The events of today can only be explained as a God instance, leading me to center of God’s will for a moment in time.  Stir crazy from not being cleared to go back to work yet, I spent 2 hours spring cleaning, purging my lame wardrobe.  After running an errand, I felt compelled to find a quiet restaurant to read and write for a while.  What followed next is best described as a Happy Meal at McDonald’s.

After enjoying a small treat from the dollar menu, I began reading a few chapters of the Bible, jotting down interesting details.  Before I started my prayer journal, a stranger approached with a few questions.  Noticing my Bible, his curiosity led to an hour long conversation.  Fifteen minutes later, a bystander joined the fray, adding to what I had begun.  To my surprise, this passionate woman was the mother of one of my former students.  When she departed, our discussion continued, reflecting on the temptations in life.
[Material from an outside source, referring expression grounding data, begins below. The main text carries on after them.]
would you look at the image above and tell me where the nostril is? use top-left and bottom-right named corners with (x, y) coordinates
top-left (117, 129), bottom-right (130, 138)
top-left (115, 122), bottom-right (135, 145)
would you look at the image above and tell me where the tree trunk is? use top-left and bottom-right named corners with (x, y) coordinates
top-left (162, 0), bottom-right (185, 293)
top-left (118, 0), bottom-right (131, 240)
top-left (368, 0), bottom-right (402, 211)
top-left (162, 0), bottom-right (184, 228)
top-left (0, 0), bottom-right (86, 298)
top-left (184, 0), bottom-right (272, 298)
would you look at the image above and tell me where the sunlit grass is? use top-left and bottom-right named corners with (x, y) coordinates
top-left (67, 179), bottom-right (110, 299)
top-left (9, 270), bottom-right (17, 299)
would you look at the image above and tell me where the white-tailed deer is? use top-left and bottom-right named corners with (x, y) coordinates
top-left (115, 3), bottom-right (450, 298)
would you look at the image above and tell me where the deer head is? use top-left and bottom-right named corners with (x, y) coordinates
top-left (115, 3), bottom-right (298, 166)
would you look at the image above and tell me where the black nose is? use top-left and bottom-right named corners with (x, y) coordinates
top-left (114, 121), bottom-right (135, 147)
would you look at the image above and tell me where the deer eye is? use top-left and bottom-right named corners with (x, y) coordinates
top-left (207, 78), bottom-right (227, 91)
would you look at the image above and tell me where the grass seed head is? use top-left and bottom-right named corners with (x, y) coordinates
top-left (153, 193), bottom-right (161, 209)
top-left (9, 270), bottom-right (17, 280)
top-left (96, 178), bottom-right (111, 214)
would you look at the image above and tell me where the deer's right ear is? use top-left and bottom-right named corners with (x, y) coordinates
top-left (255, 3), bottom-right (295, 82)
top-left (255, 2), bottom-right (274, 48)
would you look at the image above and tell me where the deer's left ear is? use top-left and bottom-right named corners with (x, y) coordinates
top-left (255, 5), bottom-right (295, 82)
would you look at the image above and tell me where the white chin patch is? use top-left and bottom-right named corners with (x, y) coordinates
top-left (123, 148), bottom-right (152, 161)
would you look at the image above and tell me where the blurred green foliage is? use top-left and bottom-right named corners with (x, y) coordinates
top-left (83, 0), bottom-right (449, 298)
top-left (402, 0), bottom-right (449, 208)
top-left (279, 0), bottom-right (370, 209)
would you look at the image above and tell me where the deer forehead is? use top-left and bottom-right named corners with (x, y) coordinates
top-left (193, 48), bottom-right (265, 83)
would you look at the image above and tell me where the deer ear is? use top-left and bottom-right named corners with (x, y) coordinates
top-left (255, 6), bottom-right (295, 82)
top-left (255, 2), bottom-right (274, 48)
Although the conclusion wasn’t earth shattering, a seed was planted in a heart whose soul has been influenced by the hypocrisy of Christian leaders.  In life, God doesn’t force anyone to believe.  Rather, the apostle Paul suggests individuals are surrounded by visible and invisible qualities of a higher power, Romans 1:18-20.  Thus, anyone who is longing for a deeper meaning to life should start by soaking in the words of Christ, Romans 10:17, so that one day their minds will be renewed.  If you’re thinking about driving through or ordering take out, you might miss an encounter of a lifetime.  Therefore, slow down, kneel and ask the Holy Spirit for the words to share as you dine out.